Manitoba’s first cases of notifiable avian flu have turned out, as predicted, to be a type low in severity and not the notorious H5N1 strain.
The Canadian Food Inspection Agency confirmed Thursday that the virus found in birds on a commercial turkey breeding farm in the province’s South Interlake region is low-pathogenic (“low-path”) H5N2 avian influenza.

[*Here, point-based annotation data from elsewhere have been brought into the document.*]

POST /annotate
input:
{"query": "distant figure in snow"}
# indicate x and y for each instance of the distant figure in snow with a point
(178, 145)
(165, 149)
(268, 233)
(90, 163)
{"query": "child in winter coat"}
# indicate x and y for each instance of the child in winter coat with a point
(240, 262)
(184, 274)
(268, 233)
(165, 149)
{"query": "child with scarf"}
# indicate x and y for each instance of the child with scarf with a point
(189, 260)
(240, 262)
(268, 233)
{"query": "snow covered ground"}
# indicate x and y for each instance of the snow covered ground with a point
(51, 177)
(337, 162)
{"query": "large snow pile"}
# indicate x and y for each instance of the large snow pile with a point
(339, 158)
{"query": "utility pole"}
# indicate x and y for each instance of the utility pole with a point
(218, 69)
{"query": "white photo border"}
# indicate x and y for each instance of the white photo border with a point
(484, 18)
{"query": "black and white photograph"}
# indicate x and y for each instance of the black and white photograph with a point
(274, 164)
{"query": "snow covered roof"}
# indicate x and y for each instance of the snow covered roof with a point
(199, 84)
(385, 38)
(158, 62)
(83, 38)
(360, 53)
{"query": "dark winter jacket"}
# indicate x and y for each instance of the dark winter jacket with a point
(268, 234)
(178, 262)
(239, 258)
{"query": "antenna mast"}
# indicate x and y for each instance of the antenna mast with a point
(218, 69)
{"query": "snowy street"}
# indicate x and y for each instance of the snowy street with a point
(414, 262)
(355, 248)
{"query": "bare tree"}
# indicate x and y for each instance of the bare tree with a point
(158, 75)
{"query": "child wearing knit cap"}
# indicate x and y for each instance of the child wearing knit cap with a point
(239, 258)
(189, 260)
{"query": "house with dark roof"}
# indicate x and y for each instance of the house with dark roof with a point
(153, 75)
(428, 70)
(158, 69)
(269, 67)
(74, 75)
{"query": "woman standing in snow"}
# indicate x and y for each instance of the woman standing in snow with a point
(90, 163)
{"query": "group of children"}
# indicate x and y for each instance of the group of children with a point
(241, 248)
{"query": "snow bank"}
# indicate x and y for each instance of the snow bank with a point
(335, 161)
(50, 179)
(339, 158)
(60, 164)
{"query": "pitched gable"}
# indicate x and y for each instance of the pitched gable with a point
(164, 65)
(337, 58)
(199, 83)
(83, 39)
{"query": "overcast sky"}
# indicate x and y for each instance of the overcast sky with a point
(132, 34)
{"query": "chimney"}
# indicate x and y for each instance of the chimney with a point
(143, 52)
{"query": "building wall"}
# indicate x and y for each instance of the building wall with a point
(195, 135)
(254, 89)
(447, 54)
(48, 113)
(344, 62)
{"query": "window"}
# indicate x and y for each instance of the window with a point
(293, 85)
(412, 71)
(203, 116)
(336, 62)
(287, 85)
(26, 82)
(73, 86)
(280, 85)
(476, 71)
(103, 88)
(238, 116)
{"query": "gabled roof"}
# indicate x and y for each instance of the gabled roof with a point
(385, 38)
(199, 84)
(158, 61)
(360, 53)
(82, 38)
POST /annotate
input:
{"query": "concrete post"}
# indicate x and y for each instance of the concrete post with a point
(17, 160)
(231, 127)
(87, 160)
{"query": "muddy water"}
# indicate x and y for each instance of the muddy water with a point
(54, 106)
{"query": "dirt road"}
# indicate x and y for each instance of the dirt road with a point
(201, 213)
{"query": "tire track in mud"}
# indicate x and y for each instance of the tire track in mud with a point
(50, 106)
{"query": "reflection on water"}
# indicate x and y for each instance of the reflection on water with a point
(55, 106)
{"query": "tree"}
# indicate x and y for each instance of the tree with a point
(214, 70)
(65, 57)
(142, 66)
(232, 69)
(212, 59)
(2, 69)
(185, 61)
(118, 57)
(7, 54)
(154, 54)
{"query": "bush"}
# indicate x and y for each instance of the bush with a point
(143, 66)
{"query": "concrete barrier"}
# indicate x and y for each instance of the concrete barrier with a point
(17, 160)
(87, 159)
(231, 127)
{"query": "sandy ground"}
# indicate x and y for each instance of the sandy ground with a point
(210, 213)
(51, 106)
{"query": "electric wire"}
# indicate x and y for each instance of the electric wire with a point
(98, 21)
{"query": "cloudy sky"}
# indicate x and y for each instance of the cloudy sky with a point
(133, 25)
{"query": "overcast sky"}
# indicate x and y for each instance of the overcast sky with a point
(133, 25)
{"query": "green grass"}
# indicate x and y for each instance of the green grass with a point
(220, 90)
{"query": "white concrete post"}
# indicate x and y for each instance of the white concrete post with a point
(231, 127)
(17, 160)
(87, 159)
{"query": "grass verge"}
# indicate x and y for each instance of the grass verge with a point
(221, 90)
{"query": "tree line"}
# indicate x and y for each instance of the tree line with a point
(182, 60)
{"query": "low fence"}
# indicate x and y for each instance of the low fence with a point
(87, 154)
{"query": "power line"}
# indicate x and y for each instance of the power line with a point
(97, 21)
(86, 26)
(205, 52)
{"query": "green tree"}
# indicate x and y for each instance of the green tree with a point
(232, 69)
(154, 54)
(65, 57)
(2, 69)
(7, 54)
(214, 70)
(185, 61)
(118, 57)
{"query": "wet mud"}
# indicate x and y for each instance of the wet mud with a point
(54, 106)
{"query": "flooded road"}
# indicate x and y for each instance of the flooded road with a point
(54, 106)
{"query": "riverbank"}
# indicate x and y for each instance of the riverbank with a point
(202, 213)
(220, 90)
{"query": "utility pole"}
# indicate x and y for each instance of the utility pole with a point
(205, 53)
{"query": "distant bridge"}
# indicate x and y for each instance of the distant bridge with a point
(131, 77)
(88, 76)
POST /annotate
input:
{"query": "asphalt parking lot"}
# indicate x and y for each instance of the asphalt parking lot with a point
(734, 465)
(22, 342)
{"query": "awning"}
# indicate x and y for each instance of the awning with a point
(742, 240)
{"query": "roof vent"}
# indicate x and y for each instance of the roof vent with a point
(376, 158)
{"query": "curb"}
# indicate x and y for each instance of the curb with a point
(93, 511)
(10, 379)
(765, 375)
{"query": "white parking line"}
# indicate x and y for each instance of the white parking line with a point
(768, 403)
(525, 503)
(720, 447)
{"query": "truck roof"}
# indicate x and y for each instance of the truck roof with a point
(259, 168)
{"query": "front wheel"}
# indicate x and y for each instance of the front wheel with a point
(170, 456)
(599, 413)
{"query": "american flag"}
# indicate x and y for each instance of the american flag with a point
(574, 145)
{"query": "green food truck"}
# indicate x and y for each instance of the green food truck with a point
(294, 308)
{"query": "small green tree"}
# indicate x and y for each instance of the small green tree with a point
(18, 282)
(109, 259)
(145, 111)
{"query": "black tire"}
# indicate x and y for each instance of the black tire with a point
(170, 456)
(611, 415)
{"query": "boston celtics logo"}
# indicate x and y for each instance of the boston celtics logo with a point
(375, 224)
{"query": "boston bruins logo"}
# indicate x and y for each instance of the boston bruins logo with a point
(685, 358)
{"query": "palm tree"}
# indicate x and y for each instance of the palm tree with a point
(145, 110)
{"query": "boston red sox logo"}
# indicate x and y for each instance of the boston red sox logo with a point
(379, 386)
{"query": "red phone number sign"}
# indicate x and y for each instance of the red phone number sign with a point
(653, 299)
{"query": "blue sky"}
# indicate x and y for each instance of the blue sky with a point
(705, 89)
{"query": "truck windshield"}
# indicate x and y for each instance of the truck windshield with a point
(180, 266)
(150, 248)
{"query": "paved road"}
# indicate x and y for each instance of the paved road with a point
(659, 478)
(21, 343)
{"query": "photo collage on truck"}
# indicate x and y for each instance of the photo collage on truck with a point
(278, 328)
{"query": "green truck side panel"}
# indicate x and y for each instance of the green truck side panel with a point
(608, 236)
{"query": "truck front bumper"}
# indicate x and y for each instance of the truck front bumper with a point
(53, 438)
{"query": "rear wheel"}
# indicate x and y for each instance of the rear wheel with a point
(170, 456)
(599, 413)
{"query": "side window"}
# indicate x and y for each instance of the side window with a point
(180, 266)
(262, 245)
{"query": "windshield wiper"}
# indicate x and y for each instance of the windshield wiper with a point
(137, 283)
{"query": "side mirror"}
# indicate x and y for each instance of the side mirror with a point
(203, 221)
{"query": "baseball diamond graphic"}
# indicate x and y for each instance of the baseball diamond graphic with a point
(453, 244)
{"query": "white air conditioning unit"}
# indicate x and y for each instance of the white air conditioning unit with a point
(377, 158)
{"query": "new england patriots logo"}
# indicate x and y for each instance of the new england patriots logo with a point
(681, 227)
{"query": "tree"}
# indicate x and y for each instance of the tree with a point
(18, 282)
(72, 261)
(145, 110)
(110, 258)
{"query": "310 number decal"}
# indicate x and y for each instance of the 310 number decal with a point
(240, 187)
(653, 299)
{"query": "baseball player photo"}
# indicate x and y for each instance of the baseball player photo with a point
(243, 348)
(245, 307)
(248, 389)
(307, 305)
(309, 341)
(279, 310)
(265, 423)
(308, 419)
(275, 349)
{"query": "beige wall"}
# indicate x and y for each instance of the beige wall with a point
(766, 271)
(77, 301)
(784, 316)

According to a report released Thursday from CFIA through the World Organization for Animal Health (OIE), the closest matches in GenBank, a U.S.-based DNA database, are to North American H5N2 viruses from wild birds.
But in keeping with protocol in such cases, the quarantine imposed on the farm in the Rural Municipality of Rockwood northwest of Winnipeg still stands, as does the quarantine on a local hatchery and two poultry operations that had “significant contact” with the turkey farm.
As per the CFIA’s “stamping out” policy in such cases, all birds on the infected premises will be euthanized and disposed of, after which the CFIA said it will oversee the cleaning and disinfecting of the farm’s barns, vehicles, equipment and tools.
According to the OIE report, this disease event includes 3,000 cases among 7,400 “susceptible” birds.
CFIA will also run an epidemiological investigation tracing recent movement of birds, bird products and equipment onto and off of the Rockwood farm.
To try and prevent any potential spread of the virus, CFIA has also restricted movements of poultry and poultry products within three kilometres of the infected premises.
Avian flu viruses pose no risks to food safety when poultry products are properly handled and cooked, CFIA emphasized Thursday. Avian influenza rarely affects people, unless they are of specific types caught through close contact with infected birds.
With the Rockwood flu type confirmed, Canada gets to keep its OIE status as free of “high-path” bird flu, which it regained in April 2008 after cleanup of an outbreak of H7N3 on a poultry farm near Regina Beach, Sask.
While bird flu can be devastating on an affected commercial poultry farm, human health experts’ concern is that a “high-path” strain such as H5N1 could mutate or combine with another flu virus such as H1N1 that could spread more easily between people.
H5N1 since 2003 has killed a few hundred people overseas, generally through direct contact with infected birds or their fluids.